Het standpunt van de terbeschikkinggestelde en zijn raadsman
De terbeschikkinggestelde is uitbehandeld in de kliniek en de volgende stap is zijn repatriëring naar Benin. De terbeschikkinggestelde wil daar ook graag heen. Het is nu wachten op een laissez-passer. De raadsman heeft primair bepleit dat het hof de terbeschikkingstelling met verpleging van overheidswege zal beëindigen onder de voorwaarde dat de terbeschikkinggestelde Nederland verlaat en niet naar Nederland terugkeert. Subsidiair heeft de raadsman bepleit dat de behandeling van de zaak zal worden aangehouden voor de duur van drie maanden om af te wachten wat de ontwikkelingen zullen zijn met betrekking tot het verkrijgen van een laissez-passer.

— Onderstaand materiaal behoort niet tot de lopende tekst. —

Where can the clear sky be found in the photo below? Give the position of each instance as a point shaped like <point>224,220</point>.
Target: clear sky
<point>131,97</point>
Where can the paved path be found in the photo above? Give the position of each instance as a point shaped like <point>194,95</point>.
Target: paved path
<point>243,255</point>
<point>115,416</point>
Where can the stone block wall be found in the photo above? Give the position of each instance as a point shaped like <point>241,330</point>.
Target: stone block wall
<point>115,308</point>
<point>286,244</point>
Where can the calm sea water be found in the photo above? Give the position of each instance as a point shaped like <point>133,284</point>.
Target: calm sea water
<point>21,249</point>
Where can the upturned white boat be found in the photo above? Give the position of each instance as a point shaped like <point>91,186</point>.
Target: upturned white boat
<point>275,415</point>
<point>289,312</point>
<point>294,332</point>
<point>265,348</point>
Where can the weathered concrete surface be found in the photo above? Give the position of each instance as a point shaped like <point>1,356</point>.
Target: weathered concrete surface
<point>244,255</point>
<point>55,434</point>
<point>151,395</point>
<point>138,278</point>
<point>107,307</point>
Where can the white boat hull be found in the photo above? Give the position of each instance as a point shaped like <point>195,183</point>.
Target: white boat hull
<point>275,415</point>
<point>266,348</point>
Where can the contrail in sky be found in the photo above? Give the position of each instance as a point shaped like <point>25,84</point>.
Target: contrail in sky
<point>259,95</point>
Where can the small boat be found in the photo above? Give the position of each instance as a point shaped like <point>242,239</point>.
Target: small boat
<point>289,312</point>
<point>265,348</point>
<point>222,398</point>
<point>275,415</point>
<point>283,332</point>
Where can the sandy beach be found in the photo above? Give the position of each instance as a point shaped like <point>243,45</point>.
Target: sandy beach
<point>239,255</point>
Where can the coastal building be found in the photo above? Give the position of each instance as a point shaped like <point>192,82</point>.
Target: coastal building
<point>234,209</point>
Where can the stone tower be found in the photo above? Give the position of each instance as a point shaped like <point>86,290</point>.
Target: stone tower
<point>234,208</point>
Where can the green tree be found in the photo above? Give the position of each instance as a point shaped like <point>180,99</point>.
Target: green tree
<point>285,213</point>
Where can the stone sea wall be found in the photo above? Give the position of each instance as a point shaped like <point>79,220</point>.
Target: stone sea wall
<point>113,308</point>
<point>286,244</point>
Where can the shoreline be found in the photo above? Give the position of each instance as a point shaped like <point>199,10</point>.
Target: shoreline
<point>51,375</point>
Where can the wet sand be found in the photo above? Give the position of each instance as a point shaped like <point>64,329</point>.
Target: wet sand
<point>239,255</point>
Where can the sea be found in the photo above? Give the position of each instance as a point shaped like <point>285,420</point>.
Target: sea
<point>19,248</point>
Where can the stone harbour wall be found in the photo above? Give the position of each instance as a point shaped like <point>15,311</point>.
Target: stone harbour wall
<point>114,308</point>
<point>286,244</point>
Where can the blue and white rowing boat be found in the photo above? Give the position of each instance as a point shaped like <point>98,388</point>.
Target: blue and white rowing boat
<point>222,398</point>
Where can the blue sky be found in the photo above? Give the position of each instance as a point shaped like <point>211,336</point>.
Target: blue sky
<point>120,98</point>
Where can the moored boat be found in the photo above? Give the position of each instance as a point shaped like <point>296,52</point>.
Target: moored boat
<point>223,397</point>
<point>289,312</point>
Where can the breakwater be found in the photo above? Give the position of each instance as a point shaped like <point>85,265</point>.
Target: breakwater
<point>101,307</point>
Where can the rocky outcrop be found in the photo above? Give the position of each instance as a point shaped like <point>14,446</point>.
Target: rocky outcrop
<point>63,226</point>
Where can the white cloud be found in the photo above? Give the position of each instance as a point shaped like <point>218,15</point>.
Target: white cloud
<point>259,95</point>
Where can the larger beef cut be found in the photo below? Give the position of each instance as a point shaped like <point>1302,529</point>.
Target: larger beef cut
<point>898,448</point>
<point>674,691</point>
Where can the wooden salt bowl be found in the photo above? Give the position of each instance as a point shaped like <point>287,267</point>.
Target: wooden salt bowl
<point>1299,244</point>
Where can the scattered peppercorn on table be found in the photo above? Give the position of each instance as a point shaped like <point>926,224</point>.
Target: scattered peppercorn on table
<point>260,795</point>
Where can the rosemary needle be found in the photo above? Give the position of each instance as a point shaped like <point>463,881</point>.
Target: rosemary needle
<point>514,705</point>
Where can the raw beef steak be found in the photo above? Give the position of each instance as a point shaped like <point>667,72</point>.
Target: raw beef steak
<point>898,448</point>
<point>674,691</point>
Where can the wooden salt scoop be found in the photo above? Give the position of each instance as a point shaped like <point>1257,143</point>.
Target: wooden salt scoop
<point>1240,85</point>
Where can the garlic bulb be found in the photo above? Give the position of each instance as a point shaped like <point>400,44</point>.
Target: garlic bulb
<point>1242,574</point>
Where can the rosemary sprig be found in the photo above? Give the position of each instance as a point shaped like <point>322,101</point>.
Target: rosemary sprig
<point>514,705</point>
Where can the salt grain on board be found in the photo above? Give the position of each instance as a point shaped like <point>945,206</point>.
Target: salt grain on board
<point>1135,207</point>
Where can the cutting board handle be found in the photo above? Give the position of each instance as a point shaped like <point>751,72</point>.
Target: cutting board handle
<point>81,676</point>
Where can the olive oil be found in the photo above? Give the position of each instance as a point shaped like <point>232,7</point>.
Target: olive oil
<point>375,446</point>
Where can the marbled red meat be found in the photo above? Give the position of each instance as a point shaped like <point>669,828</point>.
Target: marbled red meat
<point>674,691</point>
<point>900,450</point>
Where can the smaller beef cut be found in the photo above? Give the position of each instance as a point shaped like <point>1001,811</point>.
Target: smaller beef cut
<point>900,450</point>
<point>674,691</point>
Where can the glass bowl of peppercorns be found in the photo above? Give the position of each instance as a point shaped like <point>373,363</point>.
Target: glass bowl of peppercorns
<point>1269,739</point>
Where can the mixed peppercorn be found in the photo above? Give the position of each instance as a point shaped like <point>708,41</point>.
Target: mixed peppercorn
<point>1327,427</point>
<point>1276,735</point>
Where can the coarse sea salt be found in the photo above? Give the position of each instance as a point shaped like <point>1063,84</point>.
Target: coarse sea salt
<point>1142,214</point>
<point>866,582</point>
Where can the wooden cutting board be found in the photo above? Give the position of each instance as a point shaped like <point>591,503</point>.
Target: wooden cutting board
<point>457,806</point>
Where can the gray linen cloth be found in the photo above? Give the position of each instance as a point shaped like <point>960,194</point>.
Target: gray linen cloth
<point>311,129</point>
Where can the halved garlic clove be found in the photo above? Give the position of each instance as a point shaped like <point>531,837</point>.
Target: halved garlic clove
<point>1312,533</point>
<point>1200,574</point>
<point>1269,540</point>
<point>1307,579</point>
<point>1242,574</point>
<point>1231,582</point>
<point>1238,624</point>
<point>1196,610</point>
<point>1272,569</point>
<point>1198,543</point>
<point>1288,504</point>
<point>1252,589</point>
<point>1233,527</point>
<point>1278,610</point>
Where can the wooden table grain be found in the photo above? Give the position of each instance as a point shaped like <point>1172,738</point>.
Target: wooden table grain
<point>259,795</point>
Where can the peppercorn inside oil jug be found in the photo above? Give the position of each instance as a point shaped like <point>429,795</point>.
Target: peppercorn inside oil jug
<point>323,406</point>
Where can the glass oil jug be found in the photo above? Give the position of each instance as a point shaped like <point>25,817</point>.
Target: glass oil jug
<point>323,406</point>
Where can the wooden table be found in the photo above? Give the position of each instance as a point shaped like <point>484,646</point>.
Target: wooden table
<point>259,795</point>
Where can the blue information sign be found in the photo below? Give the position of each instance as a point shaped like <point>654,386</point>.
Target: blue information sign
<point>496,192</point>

Het standpunt van het openbaar ministerie
De advocaat-generaal sluit zich aan bij hetgeen naar voren is gebracht door de deskundigen en door de raadsman en is van mening dat repatriëring naar Benin de aangewezen volgende stap is. Hoewel er geen belemmering is om de terbeschikkingstelling te verlengen in afwachting van het verkrijgen van een laissez-passer  de wet biedt de Minister immers de mogelijkheid om de terbeschikkingstelling te beëindigen zodra de terbeschikkinggestelde Nederland heeft verlaten  acht hij het wenselijk de behandeling van de zaak aan te houden voor de duur van drie maanden. Zo kan wellicht worden bevorderd dat de autoriteiten het laissez-passer verstrekken.
Het oordeel van het hof
Het hof is van oordeel dat de rechtbank op de juiste wijze en op goede gronden heeft beslist. Daarom zal de beslissing waarvan beroep met overneming van die gronden worden bevestigd. Ter aanvulling van die gronden overweegt het hof het volgende.

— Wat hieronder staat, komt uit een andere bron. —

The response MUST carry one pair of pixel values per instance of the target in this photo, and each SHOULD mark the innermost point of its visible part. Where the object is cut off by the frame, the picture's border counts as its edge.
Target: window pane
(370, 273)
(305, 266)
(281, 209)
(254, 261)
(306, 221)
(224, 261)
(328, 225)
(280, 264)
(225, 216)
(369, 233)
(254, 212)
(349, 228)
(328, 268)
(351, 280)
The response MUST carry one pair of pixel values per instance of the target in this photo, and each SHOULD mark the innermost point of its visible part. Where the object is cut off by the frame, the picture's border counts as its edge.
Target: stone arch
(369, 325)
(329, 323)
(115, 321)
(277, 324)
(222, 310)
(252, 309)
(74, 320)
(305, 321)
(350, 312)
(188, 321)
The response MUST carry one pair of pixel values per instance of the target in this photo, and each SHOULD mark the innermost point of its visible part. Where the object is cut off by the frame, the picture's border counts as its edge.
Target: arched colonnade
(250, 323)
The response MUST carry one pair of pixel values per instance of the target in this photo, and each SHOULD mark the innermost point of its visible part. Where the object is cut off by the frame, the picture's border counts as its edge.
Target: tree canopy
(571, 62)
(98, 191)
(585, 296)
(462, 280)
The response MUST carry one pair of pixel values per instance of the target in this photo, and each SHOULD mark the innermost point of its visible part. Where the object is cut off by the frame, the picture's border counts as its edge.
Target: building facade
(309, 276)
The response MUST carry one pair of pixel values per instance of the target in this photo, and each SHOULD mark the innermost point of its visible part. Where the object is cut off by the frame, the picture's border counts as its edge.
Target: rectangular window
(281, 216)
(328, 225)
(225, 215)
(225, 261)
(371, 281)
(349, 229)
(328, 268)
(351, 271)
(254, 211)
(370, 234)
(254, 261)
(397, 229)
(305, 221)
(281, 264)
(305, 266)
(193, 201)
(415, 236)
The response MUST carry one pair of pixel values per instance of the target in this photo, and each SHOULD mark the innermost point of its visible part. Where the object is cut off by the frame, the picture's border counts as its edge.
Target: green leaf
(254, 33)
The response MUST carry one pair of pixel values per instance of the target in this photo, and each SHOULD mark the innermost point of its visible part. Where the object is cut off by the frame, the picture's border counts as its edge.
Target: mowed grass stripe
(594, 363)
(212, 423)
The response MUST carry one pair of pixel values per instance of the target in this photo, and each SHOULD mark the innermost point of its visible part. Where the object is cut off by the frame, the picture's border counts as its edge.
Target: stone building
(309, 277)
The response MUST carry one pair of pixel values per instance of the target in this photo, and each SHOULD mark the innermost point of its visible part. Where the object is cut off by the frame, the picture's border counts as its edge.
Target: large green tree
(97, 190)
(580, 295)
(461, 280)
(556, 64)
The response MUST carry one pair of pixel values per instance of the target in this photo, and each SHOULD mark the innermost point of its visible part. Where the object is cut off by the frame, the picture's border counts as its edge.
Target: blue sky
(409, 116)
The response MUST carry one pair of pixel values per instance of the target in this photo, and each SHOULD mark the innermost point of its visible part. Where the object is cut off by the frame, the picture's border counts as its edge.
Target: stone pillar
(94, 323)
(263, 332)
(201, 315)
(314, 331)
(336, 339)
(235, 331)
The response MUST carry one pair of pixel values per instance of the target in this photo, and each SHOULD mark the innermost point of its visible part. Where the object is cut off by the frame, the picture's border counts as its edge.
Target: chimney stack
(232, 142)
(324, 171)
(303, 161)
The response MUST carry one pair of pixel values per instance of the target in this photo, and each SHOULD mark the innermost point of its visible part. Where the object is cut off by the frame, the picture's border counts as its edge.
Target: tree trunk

Alle betrokkenen zijn het erover eens dat de terbeschikkinggestelde in de kliniek zijn behandelplafond heeft bereikt en dat het wenselijk is dat hij zo snel mogelijk kan terugkeren naar Benin. Ook het hof onderschrijft deze visie. Het probleem is dat de terbeschikkinggestelde op dit moment niet naar Benin kan reizen omdat hij niet beschikt over een laissez-passer. Het is op dit moment niet duidelijk wanneer dat reisdocument door de buitenlandse autoriteiten zal worden verstrekt, en ook niet voor welke duur. Het hof onderschrijft de beslissing van de rechtbank om, in afwachting van het laissez-passer, de terbeschikkingstelling te verlengen voor de duur van een jaar. Daarbij is het van belang dat de Minister de bevoegdheid heeft om, wanneer het laissez-passer binnen is, op grond van artikel 6:2:18 van het Wetboek van Strafvordering tussentijds te beslissen tot beëindiging van de terbeschikkingstelling. In de bezwaren die deskundige De Jong tegen deze mogelijkheid heeft geuit, ziet het hof geen aanleiding de behandeling van de zaak aan te houden, te meer nu er geen duidelijkheid is wanneer een laissez-passer wel verstrekt gaat worden.

Beslissing

Het hof:
Bevestigt, met aanvulling van gronden zoals hiervoor is overwogen, de beslissing van de rechtbank Noord-Nederland, locatie Groningen, van 4 maart 2021 met betrekking tot de terbeschikkinggestelde,
[naam terbeschikkinggestelde].
Aldus gedaan door
mr. A.B.A.P.M. Ficq, voorzitter,
mr. M. Keppels en mr. P.C. Vegter, raadsheren,
drs. C.J.J.C.M. van Gestel en drs. I. Breukel, raden,
in tegenwoordigheid van mr. D. van der Geld, griffier,
en op 17 juni 2021 in het openbaar uitgesproken.
De raden zijn buiten staat deze beslissing mede te ondertekenen.